301 tests across 11 files covering:

  • Broker lifecycle (start, stop, health, idle timeout, crash recovery)
  • Session management (registration, groups, fuzzy resolution, name sanitization)
  • Fork execution (mock forking, TTL cache, timeout handling, batch forking, concurrency control)
  • Summary engine (generation, keyword matching, enrichment, tiered flow, staleness checks)
  • Auto-routing (session ranking, broadcasting, fallback)
  • Multi-target fan-out (resolution, dedup, fuzzy matching per target, error isolation, 207 Multi-Status)
  • Broadcast mode (self-exclusion, empty group, maxFanOut enforcement)
  • Two-phase execution (summary-only answers, fork gaps only, background enrichment)
  • Queries mode (per-session questions, fork batching, per-question enrichment, schema validation)
  • CLI parsing (subcommand validation, typo correction)
  • Storage (path scoping, traversal protection, deleteAll)

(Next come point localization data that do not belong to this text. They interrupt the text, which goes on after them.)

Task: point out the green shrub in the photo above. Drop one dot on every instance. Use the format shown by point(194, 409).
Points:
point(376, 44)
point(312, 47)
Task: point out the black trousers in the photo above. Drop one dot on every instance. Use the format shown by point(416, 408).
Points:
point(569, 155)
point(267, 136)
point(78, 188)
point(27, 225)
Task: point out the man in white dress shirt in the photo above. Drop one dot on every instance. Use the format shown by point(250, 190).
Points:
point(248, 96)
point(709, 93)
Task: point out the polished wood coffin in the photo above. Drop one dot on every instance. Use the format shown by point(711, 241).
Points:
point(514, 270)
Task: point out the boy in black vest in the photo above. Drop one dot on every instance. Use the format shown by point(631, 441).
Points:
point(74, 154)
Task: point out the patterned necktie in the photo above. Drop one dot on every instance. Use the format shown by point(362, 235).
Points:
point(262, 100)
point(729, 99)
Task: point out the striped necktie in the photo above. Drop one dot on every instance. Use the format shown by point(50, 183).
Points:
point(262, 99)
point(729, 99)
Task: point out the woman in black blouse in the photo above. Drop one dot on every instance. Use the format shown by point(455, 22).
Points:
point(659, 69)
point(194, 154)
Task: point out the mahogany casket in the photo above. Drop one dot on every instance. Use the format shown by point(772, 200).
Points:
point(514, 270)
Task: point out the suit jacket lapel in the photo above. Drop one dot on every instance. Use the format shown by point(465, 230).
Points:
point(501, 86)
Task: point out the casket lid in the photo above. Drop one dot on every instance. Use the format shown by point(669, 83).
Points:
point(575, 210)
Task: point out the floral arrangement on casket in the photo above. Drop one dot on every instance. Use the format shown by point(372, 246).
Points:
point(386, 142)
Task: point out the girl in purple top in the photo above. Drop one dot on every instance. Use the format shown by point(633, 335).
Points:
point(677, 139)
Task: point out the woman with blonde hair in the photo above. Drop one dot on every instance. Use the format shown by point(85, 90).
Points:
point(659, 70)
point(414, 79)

All LLM calls are dependency-injected, so tests run without Claude Code or API access.

Tech stack

  • TypeScript (strict mode)
  • Bun for development and testing
  • Node.js compatible build output (via bun build --target=node)
  • Zod for schema validation
  • Claude Agent SDK for session forking
  • Zero external runtime dependencies beyond Zod and the Agent SDK

Uninstall

# Stop the broker and delete all data
agent-bridge stop --clean

# Uninstall the package
npm uninstall -g agent-bridge-cli

# Clean up the skill (may need manual removal)
rm -rf ~/.claude/skills/bridge

Contributing

  1. Fork the repository
  2. Create a feature branch: git checkout -b my-feature
  3. Make your changes
  4. Run tests: bun test
  5. Commit: git commit -m "feat: description"
  6. Push: git push origin my-feature
  7. Open a pull request

Please ensure all tests pass before submitting.